Dillard University English Club Presents Spoken Word, 4:10 p.m., Spotted Cat. Dillard’s English Club is a group of young writers, urging to craft their works and experiment with the potential to become someone, who have a purpose and desire fulfill their aspirations. Dillard students Des’Trell Banks, Amara Edwards and Aubrey Smith will be joined by poet Quess Moore for the presentation.
Everyday Muses: Poetry Show & Tell, 5:15 p.m., Spotted Cat. This multi-media reading will feature five poets (Chloe Hanson, Stacey Balkun, Michael Quess? More, Tiana Nobile, and Christopher Louis Romaguera) who will present their work along with artifacts of inspiration. Stretching the boundaries of traditional ekphrasis–writing after art–these poets’ influences expand beyond the familiar, including but not limited to music, food, flora, and place.

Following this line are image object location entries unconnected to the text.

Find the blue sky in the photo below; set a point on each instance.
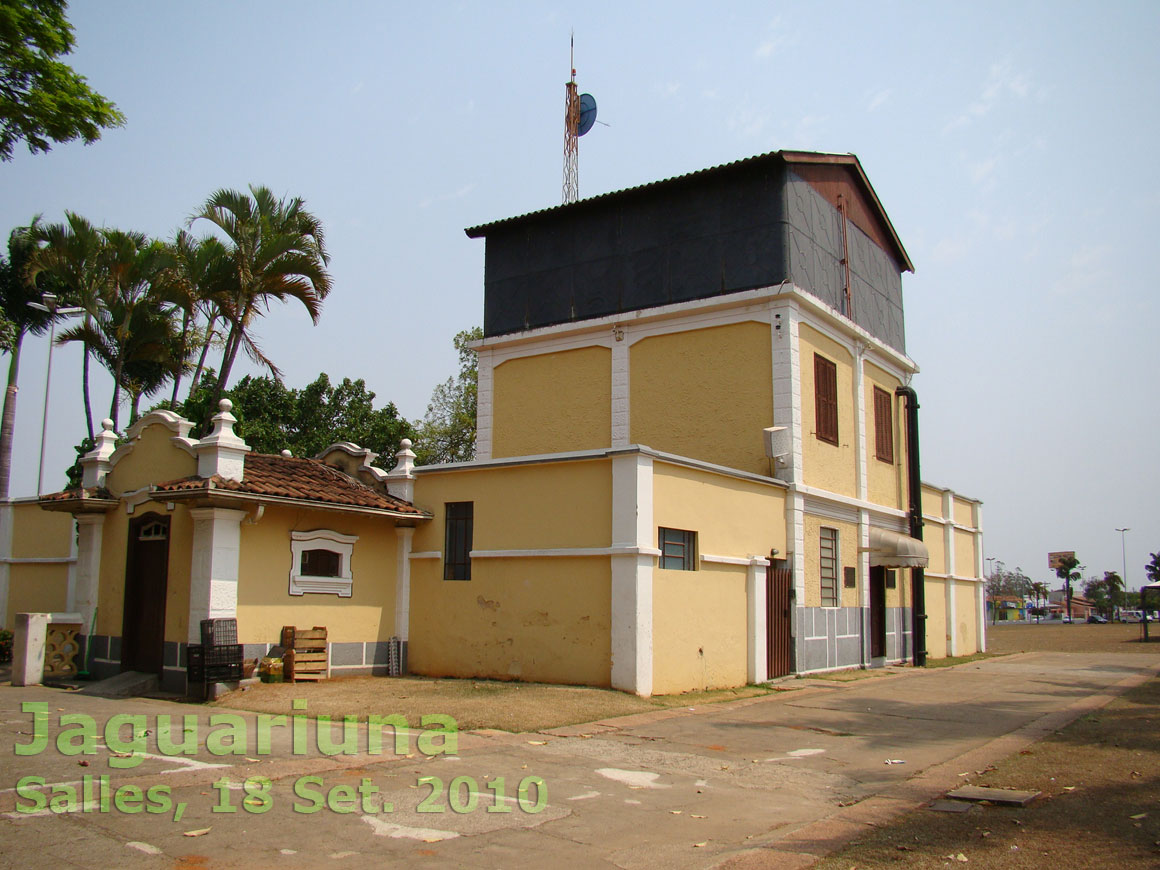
(1010, 144)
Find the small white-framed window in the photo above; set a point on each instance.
(320, 563)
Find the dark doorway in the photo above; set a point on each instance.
(146, 578)
(877, 611)
(780, 639)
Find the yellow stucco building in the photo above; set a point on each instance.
(695, 468)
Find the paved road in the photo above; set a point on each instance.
(767, 782)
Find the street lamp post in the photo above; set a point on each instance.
(49, 306)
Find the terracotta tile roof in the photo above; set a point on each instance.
(80, 494)
(296, 478)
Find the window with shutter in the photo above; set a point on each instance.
(883, 425)
(825, 399)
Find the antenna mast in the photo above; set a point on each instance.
(571, 131)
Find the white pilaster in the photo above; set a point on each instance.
(95, 464)
(632, 573)
(485, 396)
(949, 568)
(788, 385)
(6, 520)
(621, 381)
(400, 480)
(403, 582)
(759, 636)
(222, 452)
(89, 537)
(980, 608)
(795, 533)
(214, 571)
(860, 417)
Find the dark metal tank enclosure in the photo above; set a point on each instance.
(806, 218)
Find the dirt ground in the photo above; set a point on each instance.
(472, 703)
(1099, 777)
(1114, 637)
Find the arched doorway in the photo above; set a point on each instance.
(146, 580)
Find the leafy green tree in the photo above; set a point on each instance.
(1152, 570)
(273, 418)
(276, 252)
(447, 433)
(43, 100)
(1070, 571)
(15, 294)
(196, 285)
(73, 255)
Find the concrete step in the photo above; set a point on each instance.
(125, 684)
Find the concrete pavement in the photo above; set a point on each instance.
(770, 782)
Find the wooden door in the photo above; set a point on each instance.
(780, 636)
(877, 611)
(146, 581)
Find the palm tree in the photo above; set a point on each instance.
(72, 254)
(276, 253)
(124, 328)
(196, 285)
(1041, 591)
(1114, 584)
(15, 292)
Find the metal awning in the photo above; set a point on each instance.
(892, 550)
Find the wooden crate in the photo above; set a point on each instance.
(305, 657)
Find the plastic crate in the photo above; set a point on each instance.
(214, 664)
(219, 632)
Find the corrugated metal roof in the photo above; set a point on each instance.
(788, 157)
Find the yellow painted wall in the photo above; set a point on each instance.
(932, 501)
(700, 633)
(934, 541)
(153, 459)
(824, 464)
(885, 481)
(731, 516)
(545, 620)
(704, 393)
(531, 618)
(552, 403)
(40, 534)
(966, 618)
(546, 505)
(936, 617)
(265, 603)
(964, 514)
(847, 555)
(964, 555)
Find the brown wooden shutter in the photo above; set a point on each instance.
(825, 391)
(883, 425)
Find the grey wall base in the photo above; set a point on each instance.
(827, 638)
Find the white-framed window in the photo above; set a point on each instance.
(827, 563)
(320, 563)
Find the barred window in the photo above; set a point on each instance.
(678, 549)
(828, 563)
(883, 425)
(457, 541)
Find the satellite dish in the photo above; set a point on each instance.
(587, 114)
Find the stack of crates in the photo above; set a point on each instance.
(218, 658)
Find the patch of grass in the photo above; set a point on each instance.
(952, 660)
(1100, 804)
(514, 707)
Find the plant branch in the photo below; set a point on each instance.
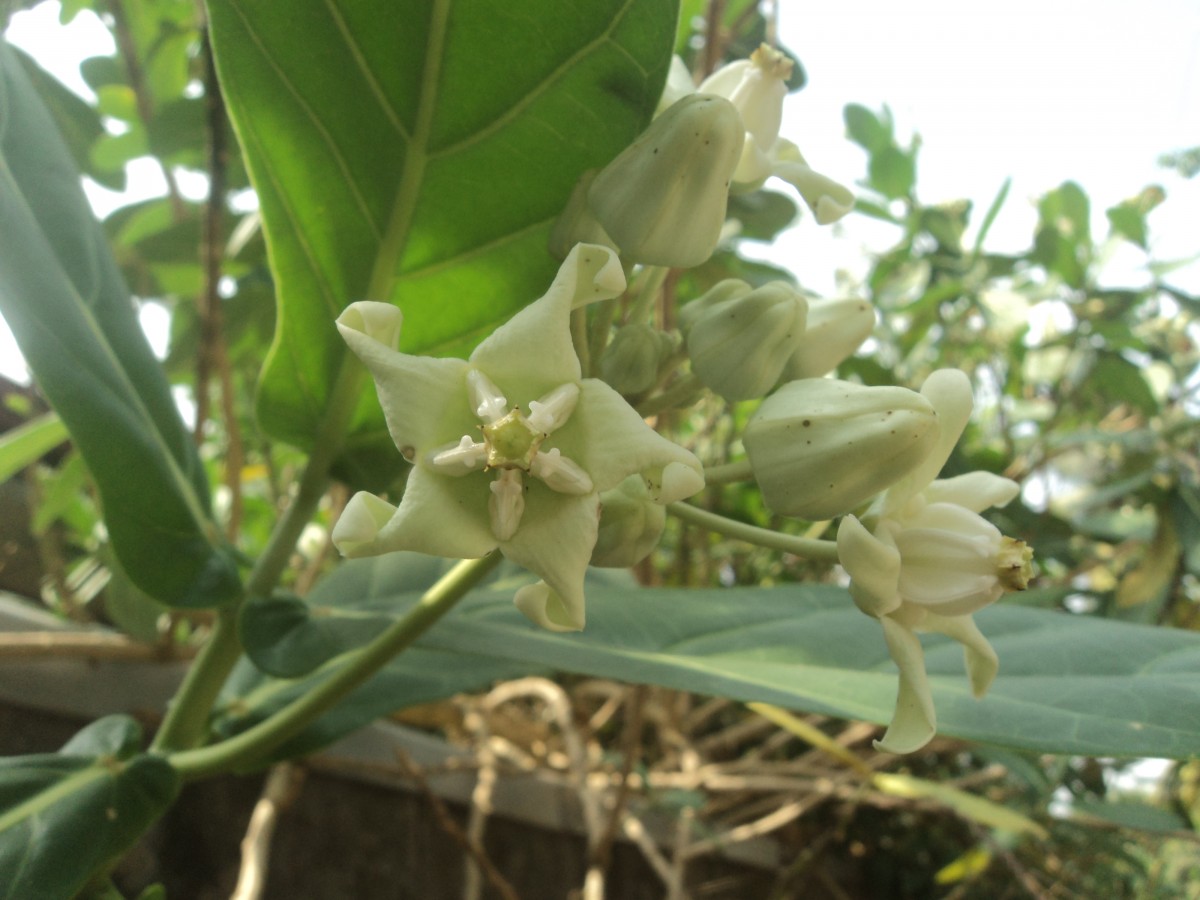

Lonely Voices: Storytelling, Character, and Place, 5:15 p.m., Healing Center. In very different ways, voice is central to the fiction of the writers on this panel (Tom Andes, George Bishop, Katy Simpson Smith, Kalamu ya Salaam, and Kristina Kay Robinson), which will ask them to consider the role of voice in their work. How central is voice to the composition of fiction?
Sunday, April 22
Black Space: A Reading with Black Poets, 3:05 p.m., Cafe Istanbul. Writers Kalamu ya Salaam, Ashley Jones, Tony Medina, and Rae Paris will be talking to one another, about each other, for each other. They’ll be doing this fully aware they are in New Orleans, in a city whose Black Spaces have been/are under continual threat by cishetero patriarchal White Supremacist systems that devalue Black life at the same time these systems seek to commodify it. This reading and these poets also acknowledge that Black Spaces in the settler colonial nation state known as the United States always exist on Indigenous lands.
Creation and Translation: A Panel of Translator-Poets, 3:05 p.m., Healing Center. This panel of translator-poets (Biljana D. Obradovic, David G. Lanoue, and Petar Tchouhov, and John Gery) will explore from the inside poetic translation compared to original composition. How does one’s experience as a poet inform one’s translations? How does one’s experience as a translator inform one’s poetry?
Lagniappe
Dogfish Reading Series presents New Orleans Poetry Festival Poets at 7 p.m. on Thursday, April 19, at 2448 N. Villere Street.
The Waves returns at 7 p.m. on Tuesday, April 24, at Antenna (3718 St. Claude) featuring Alma Mathijsen, Megan McHugh, Sven Davisson, Poets Reading the News, and more.